Redskins wrap up spring camp

Loudon High School’s McKenzie Lunsford breaks through a hole in a game against Signal Mountain High School during the 2018 season.

Energy was high on the Loudon High School football practice field Friday, as the Redskins held the final official practice of the spring.

The Redskins were slated to scrimmage Roane County High School to officially cap off the spring, but the Yellow Jackets canceled at the last minute.

“For us, we saw a lot of improvement throughout the last three weeks,” Jeff Harig, LHS head football coach, said. “It gave us an opportunity to put kids in position to help us on Friday nights and we saw that growth from being just a beginner to a guy that showed some flashes. As coaches, we’re searching for that consistency. We have a lot of guys that would make a play, a situation would present itself the next play and for whatever reason, whether it was technique or effort, they didn’t make the play. If we’re going to be the kind of team that we think we can be, we’re going to have to find that consistency it takes to make plays every single time.”

Several players stepped up and showed consistency throughout the spring, including rising senior Drew Jackson.

After suffering a high ankle sprain in the first game of the 2018 season, Jackson has fully recovered and is expected to carry a large load this season.

“It’s went really well and we’ve had quite a bit show out,” Jackson said. “Overall, we looked pretty good. Coming in as a senior leader, I feel like I lead this team. As a running back, I feel like I get the most carries and most touches, so you set the tone of the game. Every game, I’m just going to come out and set the tone strong.”

The Redskins got a small taste of a game-like atmosphere when they traveled to Alcoa High School two weeks ago for a scrimmage that Harig believes his team competed well in.

“It was a good learning experience for us because the speed of the game was unmatched,” Harig said. “We can’t simulate that in practice. Not many teams that we’ll play throughout the year will even be close to the speed of Alcoa, so I think it gives us something to pull from when I tell the team we’re playing from Alcoa angles today. There’s a different angle a defender has to take to catch Alcoa’s players. I think it was an eye-opening experience in that sometimes the Alcoa mystique has you beat before you ever play them, but I think our kids walked away with the belief that they belong.”

Jackson took the scrimmage personally and wanted to set an early tone for the season.

“For us, it was just physical stuff,” he said. “Some of them are going to be bigger than us, but we’ve got to go out there because they’re the standard.

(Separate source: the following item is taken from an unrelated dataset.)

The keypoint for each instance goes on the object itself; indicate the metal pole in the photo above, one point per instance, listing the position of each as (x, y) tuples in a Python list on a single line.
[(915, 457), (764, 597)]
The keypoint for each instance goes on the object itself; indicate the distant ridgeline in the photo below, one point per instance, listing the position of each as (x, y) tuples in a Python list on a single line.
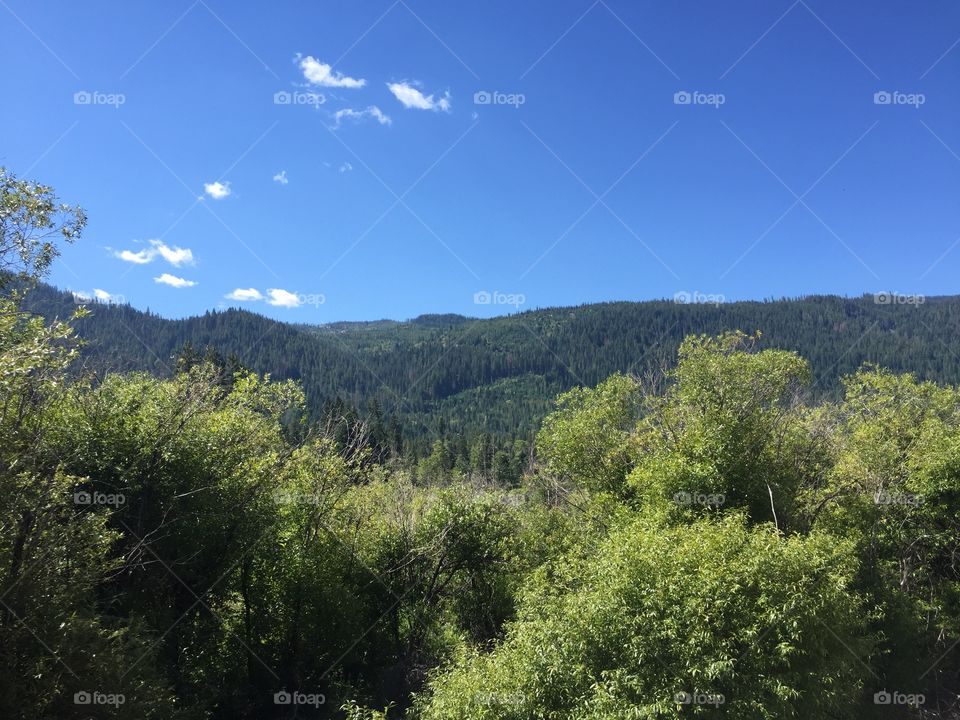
[(447, 375)]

We went out there and showed them what we had. I thought we looked pretty good and we felt good about it.”

In addition to Jackson, several other players, including Jason Blevins, Devon Nichols and Tyler Whitfield, showed consistent flashes in camp.

“We were impressed with Jason Blevins, who had a limited role for us last year on defense,” Harig said. “He showed an ability to fly around. Devon Nichols, as a sophomore linebacker, did some good things for us last year. He’s shown the ability we want from a linebacker as he makes that jump from sophomore to his junior year. Tyler Whitfield proved to be dominant all spring. We didn’t have anybody on our team that could block him. When we went to Alcoa, he made some big plays against them. He’ll be a big-play defender for us.”

The team spent the majority of spring on fundamentals and installing chunks of the playbook, especially on the defensive side.

“I would say that, offensively, we worked on our base stuff more than in the past,” Harig said. “We worked against multiple looks, so I feel like our guys are more prepared to face the various defenses we’ll see throughout the season. When you go through a 10-week season, you may see seven different defenses.

“On the other end, defensively, we’re going to be a multiple-front defense,” he added. “We installed a lot of stuff. A lot of it’s just verbiage because some of it is same techniques, but different guys. I think it was a big vocabulary lesson for us this spring, which will aid throughout the summer as we go forward to work on the fundamentals, but also have a knowledge of the big picture.”

Many high school teams have transitioned to multiple offenses that often mix option and spread concepts, which is a big reason for a change in Harig’s defensive philosophy.

“I think offenses are becoming very multiple and they’re changing from week to week,” he said. “I think an M.O. of mine has been a very simplistic defense of a base front with man coverage. I think that teams took advantage of us last year in that our personnel didn’t meet the challenge. We lost a lot of 50-50 balls in the secondary and we didn’t make plays up front when the opportunities presented themselves. I just think the game is changing in such a way that it forces me, as the defensive coordinator, to be a little more multiple and that’s what we’re trying to do.”

The Redskins will report back in June for workouts and conditioning before lacing up the cleats and participating in several 7-on-7 camps in July.

“June is a survival month for us,” Harig said. “We’ll have kids in baseball, kids in basketball and kids on vacation, so we’re just going to try and survive the month of June. We’ll get done what we can get done. Our priorities in June are our strength and conditioning maintenance. We’ll do some football stuff to keep that vocabulary in their heads, but come July, we really dive into our 7-on-7 stuff and start building upon what we finished in the spring from an installation standpoint.”